Perhaps the most striking finding was an extraordinarily disproportionate focus on benefit fraud: some 29 per cent of news stories across all titles referenced fraud over the period. Bear in mind that DWP’s estimate of fraud across all benefits is 0.7 per cent. We also looked at the sort of stories which referenced fraud: not surprisingly a large share were tabloid stories based on individual cases, but perhaps more surprisingly, a large majority originated in the Westminster policy process – stories based on statements by ministers and MP’s, select committee reports, statements from think-tanks and pressure groups and so on. If the UK media seems to have a strange obsession with benefit fraud, this reflects the obsessions of the political class.
It seems that the disproportionate focus on fraud in the press affects the public’s perceptions of deservingness, because people supplement the limited information from direct experience with information derived from the media. In our survey we asked respondents to estimate how many claims were outright fraudulent. This showed the British public believes that one in four out of work claimants is committing fraud – and this seems highly consistent with the level of media coverage of benefits. There is also a striking relationship between the amount of news coverage of fraud in particular titles and the estimated fraud levels among readers of those titles, illustrated in the chart below.
Sources: Mori survey for Elizabeth Finn Care report; 20 per cent sample of articles in media database for Elizabeth Finn Care report. Click for big
This brings us back to our starting point: it is perceived deservingness which drives benefit stigma, and public discourse around social security in the UK seems almost to be designed to make claimants seem undeserving. This is not just about fraud, but also about other sources of “undeservingness”. In fact, over recent years fraud has become less dominant in critical coverage of benefits, yielding to a language of “non-reciprocity” or “scrounging” (terms such as “handout”, “feckless”, “something for nothing”). We find similar trends in the content of articles: in more recent years (post-2003) the press has devoted somewhat less space to fraud and a lot more to people who (it is held) shouldn’t be claiming for reasons other than fraud.
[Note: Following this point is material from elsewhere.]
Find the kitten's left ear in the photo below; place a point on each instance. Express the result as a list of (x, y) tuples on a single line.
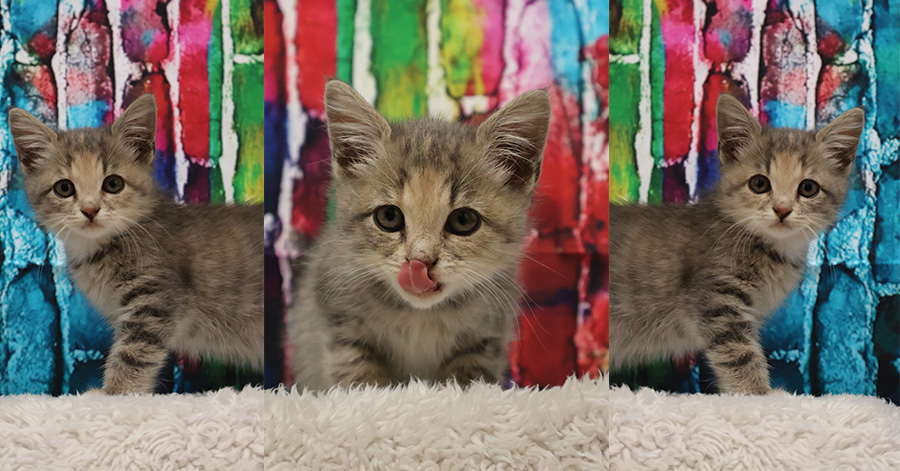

We also see significant increases in the use of such well-worn stigmatising themes as large families, anti-social behaviour and claimants who have never worked.
Source: Consistent set of UK national titles (Times, Guardian, Independent, Mail, Mirror) from media database for Elizabeth Finn Care report.
We believe the report offers strong evidence that the public discourse about welfare has an impact on the public’s beliefs about benefit claimants – including the beliefs of claimants themselves, who in our focus groups were keen to distance themselves from “scroungers”. And in the case of benefit fraud, the evidence suggests that it is the politics of welfare which drives disproportionate press coverage.
A particularly worrying aspect is that there now seems to be a feedback loop between politics, media coverage and public attitudes: over the last three years politicians of all parties have sought to calibrate their statements to reflect what they say members of the public have told them (call it the “Gillian Duffy effect”).
In other words, the public discourse of welfare in the UK seems to be caught in a vicious circle. That was an eventuality Beveridge never anticipated when he set out his plan for a stigma-free social security system.